A Hyde,
always here.
Amy Winehouse murió a los veintisiete años por
culpa del alcohol, las drogas o ambas cosas. Murió triste, estoy segura. Acababa
de empezar su carrera, como quien dice. Lamenté mucho su muerte, y además
coincidió en un momento determinante en nuestras vidas: decidimos dejarlo.
Amy suponía para mí más que una cantante de soul, más que una buena voz y unas
buenas notas. Cuando sacó su primer disco, yo te conocí, y empezaron nuestras
visitas y encuentros. Nos tirábamos horas escuchando su Back to black tirados en la cama, y sus canciones nos servían de
telón de fondo para aquellos polvos lentos y pausados que nos gustaba echar a
veces. Aquella
londinense de pelo extravagante y llena de tatuajes cantaba al aparato: We only say goodbye with words… Aquella
canción me arañaba el alma. A veces, cuando estaba dos o tres días sin verte,
no podía oírla: me mataba el tiempo sin ti, la ausencia de tus manos.

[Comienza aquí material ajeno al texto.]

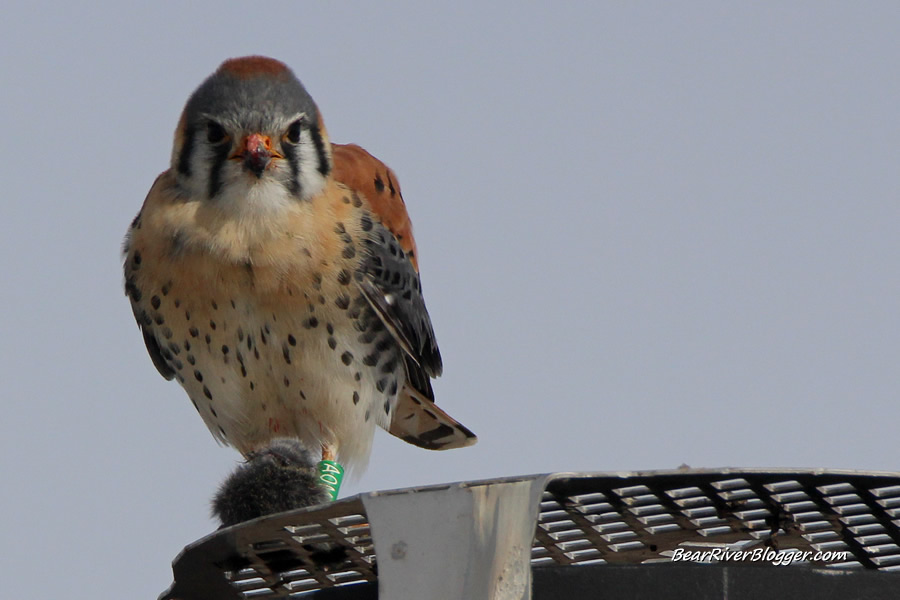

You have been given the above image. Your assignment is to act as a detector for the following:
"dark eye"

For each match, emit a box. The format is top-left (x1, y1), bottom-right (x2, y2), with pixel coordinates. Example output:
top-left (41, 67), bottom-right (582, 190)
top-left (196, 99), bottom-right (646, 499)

top-left (206, 121), bottom-right (227, 144)
top-left (284, 119), bottom-right (303, 144)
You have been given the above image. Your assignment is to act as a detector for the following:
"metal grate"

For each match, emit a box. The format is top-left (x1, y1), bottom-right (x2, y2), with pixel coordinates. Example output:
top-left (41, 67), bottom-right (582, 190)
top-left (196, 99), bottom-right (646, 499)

top-left (532, 471), bottom-right (900, 571)
top-left (160, 470), bottom-right (900, 600)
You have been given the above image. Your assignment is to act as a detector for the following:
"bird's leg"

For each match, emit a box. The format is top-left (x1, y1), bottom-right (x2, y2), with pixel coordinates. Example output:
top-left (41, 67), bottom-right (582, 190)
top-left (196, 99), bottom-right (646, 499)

top-left (322, 444), bottom-right (335, 460)
top-left (317, 444), bottom-right (344, 500)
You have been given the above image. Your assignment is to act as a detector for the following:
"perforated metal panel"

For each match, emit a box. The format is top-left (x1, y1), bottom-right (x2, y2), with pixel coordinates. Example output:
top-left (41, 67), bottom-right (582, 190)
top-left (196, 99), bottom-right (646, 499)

top-left (161, 470), bottom-right (900, 600)
top-left (532, 471), bottom-right (900, 571)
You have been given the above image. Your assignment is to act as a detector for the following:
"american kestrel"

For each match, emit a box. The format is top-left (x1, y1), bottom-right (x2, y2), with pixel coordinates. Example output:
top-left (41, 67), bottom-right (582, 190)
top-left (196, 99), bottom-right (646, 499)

top-left (125, 56), bottom-right (476, 468)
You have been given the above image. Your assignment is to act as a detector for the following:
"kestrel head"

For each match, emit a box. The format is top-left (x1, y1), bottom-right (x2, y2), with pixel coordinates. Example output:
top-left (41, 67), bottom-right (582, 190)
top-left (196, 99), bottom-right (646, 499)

top-left (172, 56), bottom-right (331, 206)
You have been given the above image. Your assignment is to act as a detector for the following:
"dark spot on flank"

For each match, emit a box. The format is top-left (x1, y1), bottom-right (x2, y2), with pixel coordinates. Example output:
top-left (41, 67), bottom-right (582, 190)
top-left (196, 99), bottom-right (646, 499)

top-left (125, 279), bottom-right (143, 302)
top-left (387, 173), bottom-right (397, 196)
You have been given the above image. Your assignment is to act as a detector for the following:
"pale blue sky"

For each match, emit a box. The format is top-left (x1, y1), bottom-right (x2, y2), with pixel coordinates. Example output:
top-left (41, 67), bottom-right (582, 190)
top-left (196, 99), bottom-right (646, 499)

top-left (0, 0), bottom-right (900, 599)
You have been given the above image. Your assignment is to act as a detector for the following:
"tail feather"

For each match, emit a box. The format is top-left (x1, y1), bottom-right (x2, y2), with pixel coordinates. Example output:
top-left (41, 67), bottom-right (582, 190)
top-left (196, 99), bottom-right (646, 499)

top-left (388, 386), bottom-right (478, 450)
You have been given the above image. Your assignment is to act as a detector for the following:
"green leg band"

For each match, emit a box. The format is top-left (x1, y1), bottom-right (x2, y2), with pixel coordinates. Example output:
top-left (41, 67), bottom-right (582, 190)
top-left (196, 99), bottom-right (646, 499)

top-left (317, 460), bottom-right (344, 500)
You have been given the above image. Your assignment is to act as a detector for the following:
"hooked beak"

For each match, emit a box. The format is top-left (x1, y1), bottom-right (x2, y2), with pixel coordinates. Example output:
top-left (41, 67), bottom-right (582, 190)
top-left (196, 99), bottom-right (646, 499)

top-left (231, 133), bottom-right (282, 178)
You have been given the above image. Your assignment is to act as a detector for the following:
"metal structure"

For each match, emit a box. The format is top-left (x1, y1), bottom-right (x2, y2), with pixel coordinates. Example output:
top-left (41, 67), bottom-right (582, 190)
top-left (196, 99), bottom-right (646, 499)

top-left (160, 469), bottom-right (900, 600)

Cuando Amy murió, me entristecí mucho. Lamenté
su muerte tanto como la celebré en vida a mi manera, haciendo honores en la
cama con su voz de fondo. Amy murió, y lo nuestro, en cierto modo, también. En
el coche, después de volver de Hungría, oímos la noticia por la radio. Nos
miramos. Sin decir nada. Amy había muerto.